[erlang-questions] Joe Armstrong's proposal for a test/benchmark implementation

Frédéric Trottier-Hébert fred.hebert@REDACTED
Fri Jun 17 14:40:17 CEST 2011


That's an issue with the idea of 'real world'. Real world will vary a lot depending on who you're talking to. Oh yes, my sessions can be stored in memory on memcached, no issue with that, just buy more memory. 

Hm, you're testing this on this kind of hardware? too bad, this kind of software really runs better on a different kind of it! 

Did they configure this right? because this is pretty important.

Oh sorry, my implementation works better on some other OS...

To test real 'real world' solutions, you need to give full freedom to the benchmarkee to build their own environment and an app the way they want it. You might be testing a LAMP stack compared to a LYME (Linux Yaws MySQL Erlang) stack, and there will be plenty of suggestions as to how to make one faster than the other.

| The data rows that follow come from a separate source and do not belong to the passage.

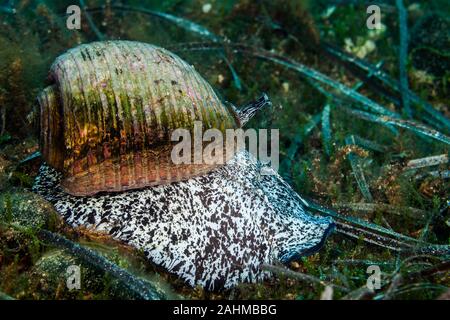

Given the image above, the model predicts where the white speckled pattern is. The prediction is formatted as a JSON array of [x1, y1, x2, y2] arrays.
[[34, 151, 333, 290]]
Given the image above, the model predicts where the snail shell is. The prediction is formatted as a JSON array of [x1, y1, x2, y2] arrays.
[[38, 41, 269, 196]]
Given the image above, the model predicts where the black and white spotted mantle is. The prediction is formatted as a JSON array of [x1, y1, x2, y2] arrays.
[[34, 151, 334, 290]]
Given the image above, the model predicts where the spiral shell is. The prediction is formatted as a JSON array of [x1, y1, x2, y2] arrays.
[[38, 41, 246, 195]]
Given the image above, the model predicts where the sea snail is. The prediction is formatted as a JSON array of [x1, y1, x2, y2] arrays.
[[37, 41, 270, 196]]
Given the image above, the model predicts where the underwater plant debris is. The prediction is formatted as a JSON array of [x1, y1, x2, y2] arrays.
[[0, 0, 450, 302]]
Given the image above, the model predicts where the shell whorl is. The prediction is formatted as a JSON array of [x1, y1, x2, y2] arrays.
[[38, 41, 240, 195]]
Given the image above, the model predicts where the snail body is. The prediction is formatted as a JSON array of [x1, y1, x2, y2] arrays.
[[38, 41, 269, 196]]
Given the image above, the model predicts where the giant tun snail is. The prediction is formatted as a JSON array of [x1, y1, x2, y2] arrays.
[[38, 41, 270, 196]]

The rabbit hole only gets deeper at each step. I do support the effort though. I think it would be better than microbenchmarks, although the tests would likely still not be reliable to judge on the performance of an application X.

--
Fred Hébert
http://www.erlang-solutions.com



On 2011-06-17, at 08:14 AM, Tim Watson wrote:

>> 
>> I remember myself saying that we could take the dscussion to the list and and arrive at a basic idea how to do this.
>> 
> 
> If you want it to be "real world" then your application should include
> talking to a database or other external service (pref over a network).
> I like the idea of having a kind of log-in-then-do-something approach.
> 
> What are you going to use for benchmarking? Tsung? Something else?